The central bank official said that there are plenty of barriers to de novo bank formations, including regulatory hurdles, tight requirement frameworks, and the trend toward bank consolidation.

“In my view, right-sizing regulatory requirements, improving transparency, and supporting regulatory approaches that support new banks are important tools to promote healthy competition and reduce unintended consequences,” she said, adding that “a viable pipeline” is critical for the creation of new U.S. banks.

“There are troubling indications that we are falling short on this front, with a continued decline in the number of banks in the United States,” she stated.

At the same time, the health of smaller outfits may be deteriorating as customers respond to the SVB and Signature collapses, with deposits at these institutions plummeting over the past month.

For the week ending March 29, deposits at small domestically chartered commercial banks tumbled 3.91 percent, according to the Fed’s H.8 Report.
Small bank deposits have been on a downward trend since March 2021. All commercial bank deposits have also been decreasing since November 2021 and dropped nearly 5 percent for the week ending March 29.

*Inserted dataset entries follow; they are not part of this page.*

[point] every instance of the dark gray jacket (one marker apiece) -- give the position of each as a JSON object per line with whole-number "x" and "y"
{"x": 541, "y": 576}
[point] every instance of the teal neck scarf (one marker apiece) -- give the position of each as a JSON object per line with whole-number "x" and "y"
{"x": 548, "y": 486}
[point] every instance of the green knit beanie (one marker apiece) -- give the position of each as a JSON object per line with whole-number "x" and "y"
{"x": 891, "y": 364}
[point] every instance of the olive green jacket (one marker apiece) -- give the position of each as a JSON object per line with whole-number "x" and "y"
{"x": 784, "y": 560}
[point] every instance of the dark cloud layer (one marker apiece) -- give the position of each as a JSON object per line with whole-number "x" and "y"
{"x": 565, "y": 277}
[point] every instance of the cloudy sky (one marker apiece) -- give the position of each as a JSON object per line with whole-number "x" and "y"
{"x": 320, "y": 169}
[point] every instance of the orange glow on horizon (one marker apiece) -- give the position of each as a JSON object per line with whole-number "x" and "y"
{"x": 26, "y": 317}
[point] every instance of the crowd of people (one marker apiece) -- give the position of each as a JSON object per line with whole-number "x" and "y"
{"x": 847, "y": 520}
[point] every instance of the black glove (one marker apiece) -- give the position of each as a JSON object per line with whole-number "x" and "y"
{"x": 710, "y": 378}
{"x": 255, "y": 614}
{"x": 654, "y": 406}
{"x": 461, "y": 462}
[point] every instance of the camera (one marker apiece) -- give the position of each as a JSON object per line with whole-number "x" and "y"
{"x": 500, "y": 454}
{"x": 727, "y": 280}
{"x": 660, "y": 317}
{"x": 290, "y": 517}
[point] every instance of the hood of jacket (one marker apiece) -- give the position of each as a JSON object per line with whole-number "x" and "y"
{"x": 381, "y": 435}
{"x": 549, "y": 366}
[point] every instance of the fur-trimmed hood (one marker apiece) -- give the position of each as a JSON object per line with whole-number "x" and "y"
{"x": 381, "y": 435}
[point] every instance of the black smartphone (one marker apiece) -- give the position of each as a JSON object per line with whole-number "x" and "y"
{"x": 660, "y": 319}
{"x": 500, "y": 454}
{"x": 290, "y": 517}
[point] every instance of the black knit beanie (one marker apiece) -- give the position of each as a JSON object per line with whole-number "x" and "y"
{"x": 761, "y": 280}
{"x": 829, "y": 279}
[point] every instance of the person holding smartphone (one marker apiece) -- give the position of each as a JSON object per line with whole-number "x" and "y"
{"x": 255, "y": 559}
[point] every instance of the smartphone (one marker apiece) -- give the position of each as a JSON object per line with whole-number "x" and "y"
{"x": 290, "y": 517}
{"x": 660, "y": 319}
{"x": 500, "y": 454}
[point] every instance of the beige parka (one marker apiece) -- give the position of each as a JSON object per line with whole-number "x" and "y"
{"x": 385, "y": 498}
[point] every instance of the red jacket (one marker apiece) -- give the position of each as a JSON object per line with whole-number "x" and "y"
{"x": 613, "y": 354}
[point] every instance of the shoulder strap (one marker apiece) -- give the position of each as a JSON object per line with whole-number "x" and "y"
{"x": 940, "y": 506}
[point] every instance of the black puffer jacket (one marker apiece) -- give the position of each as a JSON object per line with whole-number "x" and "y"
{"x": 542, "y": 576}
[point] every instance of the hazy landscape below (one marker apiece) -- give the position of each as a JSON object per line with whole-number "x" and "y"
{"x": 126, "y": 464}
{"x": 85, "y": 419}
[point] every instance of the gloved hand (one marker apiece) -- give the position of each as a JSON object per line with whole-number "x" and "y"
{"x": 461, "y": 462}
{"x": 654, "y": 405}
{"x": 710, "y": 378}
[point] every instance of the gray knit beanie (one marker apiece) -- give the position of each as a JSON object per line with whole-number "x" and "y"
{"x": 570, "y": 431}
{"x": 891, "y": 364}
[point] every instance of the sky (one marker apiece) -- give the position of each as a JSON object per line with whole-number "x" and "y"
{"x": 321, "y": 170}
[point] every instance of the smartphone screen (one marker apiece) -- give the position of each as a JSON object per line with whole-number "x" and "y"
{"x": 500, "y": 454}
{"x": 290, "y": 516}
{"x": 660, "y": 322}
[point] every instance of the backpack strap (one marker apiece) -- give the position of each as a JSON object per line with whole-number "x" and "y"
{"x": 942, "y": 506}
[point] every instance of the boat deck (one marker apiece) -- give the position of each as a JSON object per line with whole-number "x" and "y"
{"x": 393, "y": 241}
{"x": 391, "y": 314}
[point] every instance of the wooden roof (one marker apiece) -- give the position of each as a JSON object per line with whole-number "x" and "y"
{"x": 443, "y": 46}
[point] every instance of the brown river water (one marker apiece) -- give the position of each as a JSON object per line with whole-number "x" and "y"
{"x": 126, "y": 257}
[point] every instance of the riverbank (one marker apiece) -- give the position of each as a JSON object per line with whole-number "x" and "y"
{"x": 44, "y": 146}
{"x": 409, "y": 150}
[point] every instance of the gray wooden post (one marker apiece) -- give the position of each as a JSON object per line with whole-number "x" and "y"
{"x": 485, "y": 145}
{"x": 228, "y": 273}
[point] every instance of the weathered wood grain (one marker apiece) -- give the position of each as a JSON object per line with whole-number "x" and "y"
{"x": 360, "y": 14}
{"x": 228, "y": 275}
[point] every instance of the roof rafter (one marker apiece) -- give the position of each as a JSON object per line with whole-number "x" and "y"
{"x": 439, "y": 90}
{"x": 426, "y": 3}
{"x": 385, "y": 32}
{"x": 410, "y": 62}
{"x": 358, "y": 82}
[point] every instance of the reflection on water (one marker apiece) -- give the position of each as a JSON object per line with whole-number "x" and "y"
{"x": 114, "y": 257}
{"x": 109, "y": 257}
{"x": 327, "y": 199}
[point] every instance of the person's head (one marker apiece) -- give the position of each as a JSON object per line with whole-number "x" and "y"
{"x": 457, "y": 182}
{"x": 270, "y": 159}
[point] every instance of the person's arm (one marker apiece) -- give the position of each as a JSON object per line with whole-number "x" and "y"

Did Rules Kill SVB and Signature?

In the past month, there has been a discussion regarding regulations contributing to the latest banking crisis.

But while some have argued that federal authorities, particularly the U.S. central bank, could have done more to prevent the meltdown, Bowman said she doesn’t think the regulatory regime had a role.

“While this episode has demonstrated that some changes may be warranted, I do not believe the failure of these two institutions is an indictment of the broader regulatory landscape,” she said.

The Fed governor, who was appointed to the central bank by former President Donald Trump, reiterated the opinion of many of her colleagues: the U.S. banking system is “safe, sound, strong, and resilient, and standing on a solid regulatory foundation.”

“If we identify shortcomings in supervision and regulation, we should and will address those shortcomings,” Bowman said.

Michael S. Barr, the Fed’s vice chair of supervision, will lead a review of the central bank’s SVB oversight and assess the various issues relating to the failures, such as digital bank runs, social media, and risk management of interest rates.

The report is scheduled to be released on May 1.